Bringing transparency to federal inspections
Tag No.: A0084
Based on record review and interview, the hospital failed to ensure contracted services were provided in a safe and effective manner.
This failed practice had the potential to affect all current patients due to the lack of evaluation of the safety and effectiveness of services provided by contracted services.
Findings:
A document titled "MediTract View Contract By Site" listed services provided to the hospital under contract including professional services, lease agreements, management services, consultant and administrative services. The document showed no evaluation of the safety and effectiveness of the services provided by the contracted staff.
On 08/03/17 at 8:53 am, Staff C stated there was no documented review of contracted services for safety and effectiveness.
Tag No.: A0122
Based on record review and interview the hospital failed to provide documentation of written notice to each patient reporting the grievance resolution within 7 working days as policy stated for 1 of 3 grievance records (Patient #22) reviewed.
This failed practice has the potential risk to allow communication barriers, such as lack of attention and/or interest, toward filed grievances.
Findings:
The hospital's policy titled, "Patients/Family Complaints/Grievance" documented an initial response letter will be sent to the patient or patient representative no later than 7 days after receipt of the grievance.
On 04/08/17, Patient #22 submitted a grievance; letter was sent on 04/21/17. A period of 13 days after the grievance was filed.
On 08/03/17 at 9:10 AM, Staff C stated an individual who filed a grievance should receive a response letter within 7 days after submission.
Tag No.: A0145
Based on record review and interview the hospital failed to provide a policy that includes the components implemented for abuse/neglect protection from an alleged employee. Necessary components include screening, identifying, training, protecting, investigating, and reporting.
This failed practice had the potential to increase risk of abuse to all patients who seek care at the hospital.
Findings:
A hospital policy titled, "Identifying and Reporting Suspected Abuse/Neglect" did not contain information protecting patients from abuse/neglect from an alleged employee during an investigation.

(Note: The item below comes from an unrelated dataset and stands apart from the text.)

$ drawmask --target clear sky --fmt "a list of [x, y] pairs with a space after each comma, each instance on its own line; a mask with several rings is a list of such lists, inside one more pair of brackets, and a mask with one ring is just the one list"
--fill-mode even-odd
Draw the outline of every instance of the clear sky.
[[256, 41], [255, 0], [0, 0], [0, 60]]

On 08/02/17 at 3:17 PM, Staff C stated the policy did not contain the necessary components to protect patients from an alleged employed abuser during an investigation.
Tag No.: A0395
Based on record review and interview the hospital failed to:
A. ensure nursing staff evaluated patient's pain using a pain scale to determine the effectiveness of pain control measures and facilitate regular reassessments per hospital policies
B. Ensure the registered nurse in the Emergency Department (ED) evaluated the neurological status of patients with neurological conditions on a regular basis for signs of clinical deterioration
This failed practice had the potential to affect patient safety as diligent nursing surveillance can lead to timely recognition of early clinical deterioration.
Findings:
A. Pain Assessments
Document entitled "Pain Management" showed healthcare providers should assess and document patient's report of pain or observable responses to pain utilizing an appropriate pain scale ...documented before and after pain medication ...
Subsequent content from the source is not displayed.